Was Sodom Destroyed Because Of 'Rape'? Or Homosexuality?
At some point in the last year or so an Austin, TX pastor named Zach Lambert came across my radar. These are, of course, days when pastors of average-sized churches can make a real dent in the American Christian consciousness due to the nature of social media, and Zach is good at writing in such a way as to get noticed, which is not inherently a bad thing.
Zach, however, regularly uses his communication skills to defend the full slate of LGBTQ perversions, and to do so as a pastor who gives nominal assent to some of the core doctrines of Nicene Christianity. That’s what first brought him to my attention. Here was a supposedly Bible-believing Christian pastor who consistently employed his sizable social media pulpit to defend all the fashionable perversions of our day.
If Zach Lambert simply outright denied the Bible, he’d be less of a danger and merit less attention from men like me. But rather than renouncing the Bible, he wants to make it bless what it forbids, commend what it rebukes, beautify what it calls unnatural, and then still act as though it is authoritative for him and his ministry. Zach wants to keep the credibility of the Bible - and perhaps the parts he personally likes about it - without the cost of real submission to its Author. He clearly desires those who read him and follow him to think he is a man of the Scriptures and to have those who view the Bible highly view him as a man they should listen to.
Zach Lambert is an example of a danger that faithful men today must confront and oppose. “Pastors” who want Christianity to affirm LGBTQ sins won’t put down the Bible and start a new religion, and of course neither will they obey it, so instead, they twist it. One of Zach’s most frequent, Scripture-twisting arguments for why the Bible doesn’t say what we think it says about homosexuality is that the “sexual immorality” and “unnatural desire” that Jude v. 7 clearly tells us brought about God’s fiery punishment was not men trying to have sex with men, but merely men attempting to “rape angels.”

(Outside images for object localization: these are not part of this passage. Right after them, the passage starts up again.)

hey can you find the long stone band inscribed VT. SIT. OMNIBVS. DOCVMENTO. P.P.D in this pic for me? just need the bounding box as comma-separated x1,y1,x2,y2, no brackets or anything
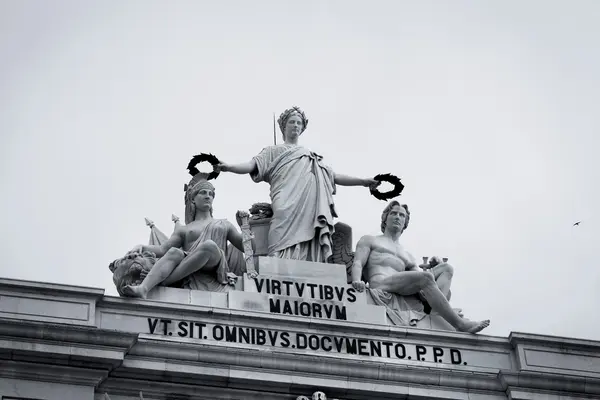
100,312,512,372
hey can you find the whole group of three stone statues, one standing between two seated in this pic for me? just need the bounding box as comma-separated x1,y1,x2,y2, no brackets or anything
109,107,489,333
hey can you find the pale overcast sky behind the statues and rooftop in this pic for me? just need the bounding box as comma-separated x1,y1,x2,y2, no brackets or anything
0,0,600,339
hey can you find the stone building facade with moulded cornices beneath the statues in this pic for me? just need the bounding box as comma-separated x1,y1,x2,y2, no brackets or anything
0,268,600,400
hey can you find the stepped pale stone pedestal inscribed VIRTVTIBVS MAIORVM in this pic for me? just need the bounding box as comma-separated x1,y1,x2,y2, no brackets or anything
148,257,387,325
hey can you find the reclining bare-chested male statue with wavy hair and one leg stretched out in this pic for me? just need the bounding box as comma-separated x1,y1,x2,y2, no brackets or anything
352,201,490,333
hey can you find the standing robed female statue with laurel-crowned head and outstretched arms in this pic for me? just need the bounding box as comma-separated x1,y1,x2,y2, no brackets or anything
215,107,379,262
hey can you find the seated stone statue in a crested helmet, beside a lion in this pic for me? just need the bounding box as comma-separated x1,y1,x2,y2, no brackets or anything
111,173,247,298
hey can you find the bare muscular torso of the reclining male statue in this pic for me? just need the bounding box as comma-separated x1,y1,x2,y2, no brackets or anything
364,236,417,287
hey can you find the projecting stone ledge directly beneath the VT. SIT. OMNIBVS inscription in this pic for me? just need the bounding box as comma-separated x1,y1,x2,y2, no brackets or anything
130,335,503,391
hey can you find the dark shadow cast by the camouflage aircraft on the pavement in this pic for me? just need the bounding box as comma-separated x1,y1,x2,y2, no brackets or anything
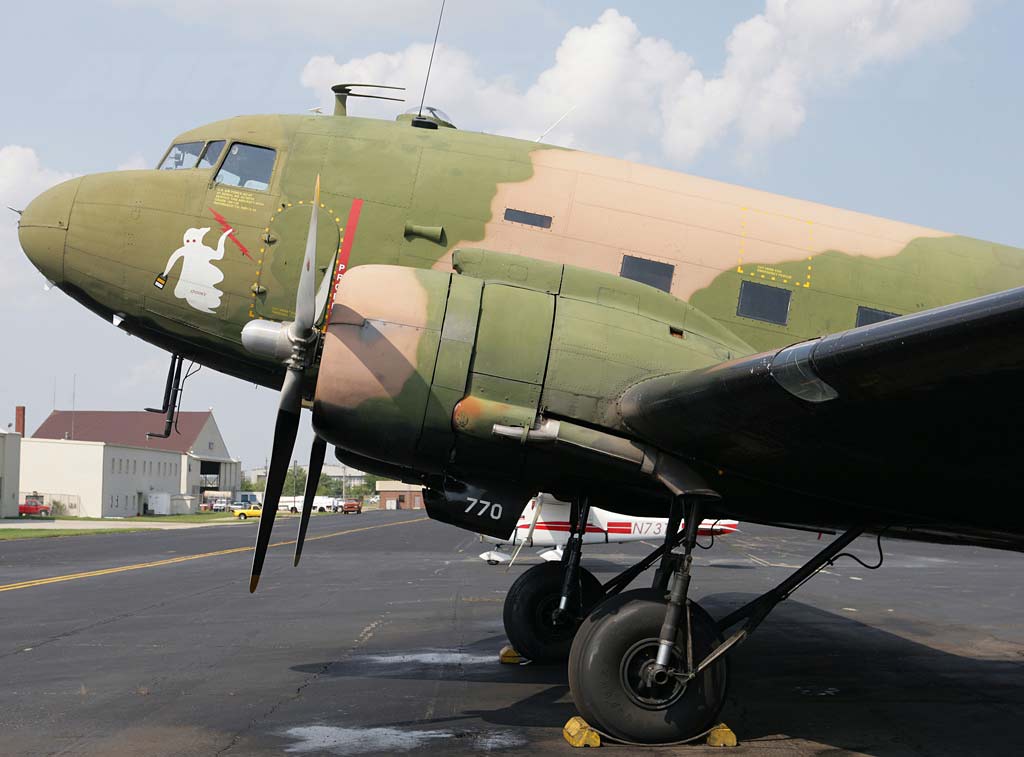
293,593,1024,757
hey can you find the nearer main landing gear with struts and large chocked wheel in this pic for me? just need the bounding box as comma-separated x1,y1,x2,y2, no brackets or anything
568,491,863,744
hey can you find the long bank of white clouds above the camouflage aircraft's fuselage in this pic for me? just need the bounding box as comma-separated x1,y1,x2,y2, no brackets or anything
301,0,974,164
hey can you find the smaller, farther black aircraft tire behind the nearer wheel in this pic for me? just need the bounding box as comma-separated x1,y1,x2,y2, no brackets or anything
503,562,602,664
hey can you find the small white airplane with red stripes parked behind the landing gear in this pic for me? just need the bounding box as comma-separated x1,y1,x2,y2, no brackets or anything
480,494,739,565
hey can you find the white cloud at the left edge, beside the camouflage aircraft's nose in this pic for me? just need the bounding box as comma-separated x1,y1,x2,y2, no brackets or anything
0,144,74,291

Zach’s argument is not drawn from the Scriptures, faithfully working out what they say and teach by careful exegesis and application. Rather, it is an example of a man ignoring the words and phrases of Scripture that lead to a conclusion he doesn’t like (homosexual behavior is sinful and unnatural) so that he can get people to believe the Bible teaches what he wants it to. This is Scriptural sleight of hand, tampering with the Word of God, using one’s own cunning and sophistry to make people believe the Bible doesn’t say what it does.
Let’s examine Zach’s “angel rape” explanation for Jude v. 7 carefully against the actual wording of the text.

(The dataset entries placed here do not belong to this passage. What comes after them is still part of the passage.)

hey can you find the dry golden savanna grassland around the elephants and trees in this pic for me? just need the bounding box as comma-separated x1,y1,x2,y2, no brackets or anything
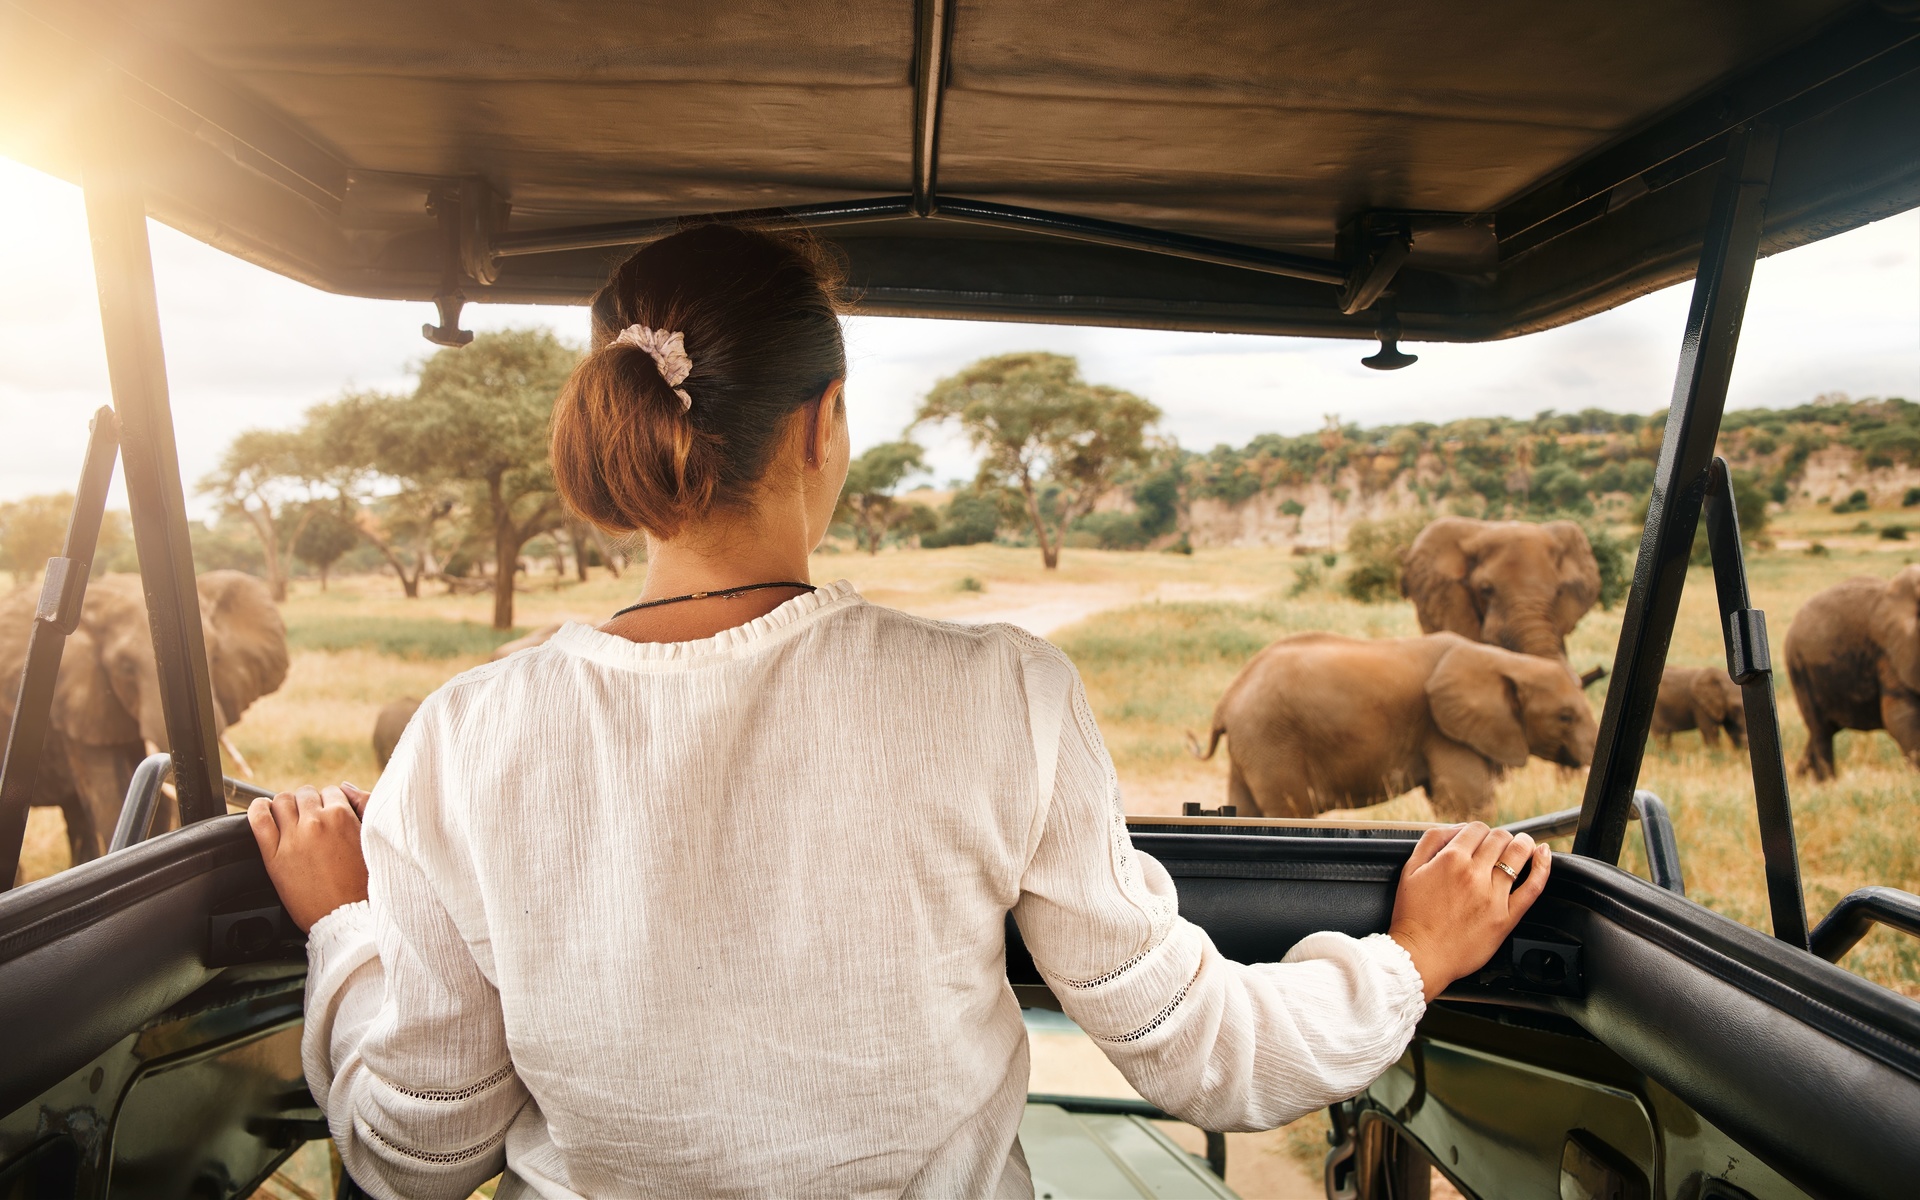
27,513,1920,995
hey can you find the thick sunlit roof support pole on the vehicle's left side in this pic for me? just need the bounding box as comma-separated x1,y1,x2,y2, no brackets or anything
84,126,227,824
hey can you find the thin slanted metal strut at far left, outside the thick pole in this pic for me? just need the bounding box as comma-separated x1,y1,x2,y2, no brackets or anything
0,409,119,891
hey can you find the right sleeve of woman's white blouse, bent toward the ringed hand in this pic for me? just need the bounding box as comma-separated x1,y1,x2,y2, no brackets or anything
1014,641,1427,1131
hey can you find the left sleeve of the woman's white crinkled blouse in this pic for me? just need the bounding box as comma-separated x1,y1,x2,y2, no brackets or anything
301,708,528,1200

Jude v. 7: “Just as Sodom and Gomorrah, and the surrounding cities, which likewise indulged in sexual immorality and pursued unnatural desire, serve as an example by undergoing a punishment of eternal fire.”
Notice who Jude tells us indulged in sexual immorality and pursued unnatural desire: Sodom and Gomorrah and the surrounding cities. All the cities of the region receive God’s fiery punishment for indulging in sexual immorality and pursuing unnatural desire. Were Gomorrah and all the surrounding cities involved in that night where Zach hopes to pin all of the sin on “angel rape”?
No. Genesis 19 makes it plain that the wickedness of that particular night was committed by the men of Sodom: “But before they lay down, the men of the city, the men of Sodom, both young and old, all the people to the last man, surrounded the house.” (Genesis 19:4)
Incidentally, it also indicates the men didn’t know Lot’s guests were angels: “And they called to Lot, ‘Where are the men who came to you tonight? Bring them out to us, that we may know them.’” (Genesis 19:5). Subsequently, neither Lot nor the angels tell the men of Sodom they’re angels. So it’s not merely that the sin was attempting to sleep with angels as opposed to men, which would supposedly have been acceptable. Rather, they believed they were going to have sex with men, and this was part of their sin.
The Bible tells us Sodom, Gomorrah, and the surrounding cities indulged in sexual immorality and pursued unnatural desire. Pastor Zach wants his church and his 40,000+ followers on X to believe that that sexual sin and unnatural desire they indulged in and pursued does not include men wanting to have sex with men. He would have us all believe that the God who made Adam, then made a female helper fit for him, and who designed sex to be the fruitful union of husband and wife does not see a man trying to anally penetrate another man as unnatural and sinful.
The Bible did not get Zach to that conclusion.
Men like this twist the Word of God. It is unnatural and sinful for a man to have sex with a man. The Word of God is not bashful about telling us that. Nor is it bashful about telling us Christ can save every man or woman from such unnatural desire by grace through faith.
Do not believe Zach Lambert or men who make these same arguments. Do not twist Scripture like this. Trust Christ’s Word. Believe the Bible.
“Now I want to remind you, although you once fully knew it, that Jesus, who saved a people out of the land of Egypt, afterward destroyed those who did not believe.” (Jude 5).